Sin embargo, Avallone nos propone un acercamiento muy distinto a la realidad italiana. En primer lugar, su novela no se ubica en una gran ciudad, como la eterna Roma o la vanguardista Milán, sino que escoge como escenario de la vida de sus protagonistas una humilde barriada obrera de Piombino, situada en la costa y desde la que se divisa Elba, isla de inevitables reminiscencias napoleónicas. Francesca y Anna, de catorce años, han nacido y crecido en un ambiente opresivo y hostil en el que nadie espera nada. El eje de la vida del barrio lo constituye la fábrica de acero que emplea a las familias de Via Stalingrado y que convierte la realidad de la zona en una experiencia tan dura como el metal resultante.

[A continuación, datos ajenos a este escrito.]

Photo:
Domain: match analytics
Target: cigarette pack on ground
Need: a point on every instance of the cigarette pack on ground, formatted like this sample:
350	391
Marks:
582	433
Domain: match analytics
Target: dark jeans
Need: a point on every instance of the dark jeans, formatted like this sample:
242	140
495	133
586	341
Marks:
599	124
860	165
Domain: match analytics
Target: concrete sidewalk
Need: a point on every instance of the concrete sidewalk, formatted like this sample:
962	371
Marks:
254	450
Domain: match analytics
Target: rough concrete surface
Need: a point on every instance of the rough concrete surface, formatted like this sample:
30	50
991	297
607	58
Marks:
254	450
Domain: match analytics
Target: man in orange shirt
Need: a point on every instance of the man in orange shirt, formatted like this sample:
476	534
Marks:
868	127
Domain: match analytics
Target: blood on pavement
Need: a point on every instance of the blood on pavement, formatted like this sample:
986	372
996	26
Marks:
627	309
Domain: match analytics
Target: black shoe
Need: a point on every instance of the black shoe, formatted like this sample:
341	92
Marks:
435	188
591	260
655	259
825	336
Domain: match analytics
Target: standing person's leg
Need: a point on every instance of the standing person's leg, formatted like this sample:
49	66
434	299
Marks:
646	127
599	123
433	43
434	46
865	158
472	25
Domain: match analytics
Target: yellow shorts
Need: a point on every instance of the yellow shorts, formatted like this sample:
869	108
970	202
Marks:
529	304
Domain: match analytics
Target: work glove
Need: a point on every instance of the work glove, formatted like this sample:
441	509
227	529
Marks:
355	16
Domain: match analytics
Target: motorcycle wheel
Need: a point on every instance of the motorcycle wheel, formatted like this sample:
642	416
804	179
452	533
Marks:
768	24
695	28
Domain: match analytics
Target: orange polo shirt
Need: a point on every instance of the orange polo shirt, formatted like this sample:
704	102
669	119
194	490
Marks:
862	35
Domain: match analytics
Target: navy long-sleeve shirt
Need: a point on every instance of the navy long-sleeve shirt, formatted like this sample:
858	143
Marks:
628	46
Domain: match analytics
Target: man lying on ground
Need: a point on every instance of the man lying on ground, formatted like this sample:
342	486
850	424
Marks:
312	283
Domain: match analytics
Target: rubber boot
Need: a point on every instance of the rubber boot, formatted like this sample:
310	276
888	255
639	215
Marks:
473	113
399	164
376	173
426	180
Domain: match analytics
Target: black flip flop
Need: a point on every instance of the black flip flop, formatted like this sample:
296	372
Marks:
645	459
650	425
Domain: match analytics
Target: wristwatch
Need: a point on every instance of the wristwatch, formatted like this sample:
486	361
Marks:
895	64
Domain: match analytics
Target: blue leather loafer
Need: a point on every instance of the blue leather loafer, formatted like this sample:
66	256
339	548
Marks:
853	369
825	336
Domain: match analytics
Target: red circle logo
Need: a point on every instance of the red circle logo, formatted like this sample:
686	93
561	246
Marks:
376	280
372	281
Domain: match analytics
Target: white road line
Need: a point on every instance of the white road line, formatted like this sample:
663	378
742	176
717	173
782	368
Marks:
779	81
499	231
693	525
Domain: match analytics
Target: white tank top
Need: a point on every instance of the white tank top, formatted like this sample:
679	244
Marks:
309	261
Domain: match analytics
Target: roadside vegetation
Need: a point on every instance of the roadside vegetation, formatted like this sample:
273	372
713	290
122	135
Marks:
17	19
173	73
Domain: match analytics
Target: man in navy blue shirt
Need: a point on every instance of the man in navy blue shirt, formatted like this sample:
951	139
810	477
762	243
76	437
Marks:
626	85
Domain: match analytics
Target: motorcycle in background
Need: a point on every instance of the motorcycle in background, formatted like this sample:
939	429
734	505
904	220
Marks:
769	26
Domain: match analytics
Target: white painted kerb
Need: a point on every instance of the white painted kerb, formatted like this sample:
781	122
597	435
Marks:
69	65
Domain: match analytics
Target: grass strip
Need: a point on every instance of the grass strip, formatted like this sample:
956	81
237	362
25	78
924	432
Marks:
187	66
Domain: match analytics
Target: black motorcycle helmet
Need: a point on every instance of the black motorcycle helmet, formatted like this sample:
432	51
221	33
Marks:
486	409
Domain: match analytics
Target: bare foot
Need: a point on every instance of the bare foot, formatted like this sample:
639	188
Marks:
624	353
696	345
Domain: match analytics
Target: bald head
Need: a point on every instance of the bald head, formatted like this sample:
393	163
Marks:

Tanto Anna como Francesca se encuentran inmersas en una difícil situación familiar: en el caso de Anna, las fantasías empresariales de su padre truncan sistemáticamente la estabilidad familiar, mientras que Francesca ha de lidiar con un cabeza de familia que hace de la violencia su única forma de expresión y que encuentra enfermizo placer en la represión de su esposa e hija.
Para ambas jóvenes, las únicas vías de escape se encuentran en su mutua compañía y en la descarada explotación de sus encantos adolescentes. Aunque se consideran privilegiadas por el hecho de poder contar siempre con la otra y por causar la irrefrenable e instintiva atracción de los jóvenes de Via Stalingrado, el proceso de madurez que están iniciando pone a prueba no solo su relación, sino también la ingenua felicidad que solían encontrar en sus placeres diarios, como ir a la playa o relacionarse con chicos mayores que ellas.
La autora de De acero nos muestra en su novela que Italia no son solo encantadores pueblecitos de la Toscana, gentes familiares y amables y escenas idílicas al calor del hogar. Avallone pone el foco en la realidad de las zonas industriales, marcadas por la desesperanza, el tedio y, sobre todo, la desmotivación de los más jóvenes, que hayan su particular refugio en lo prohibido.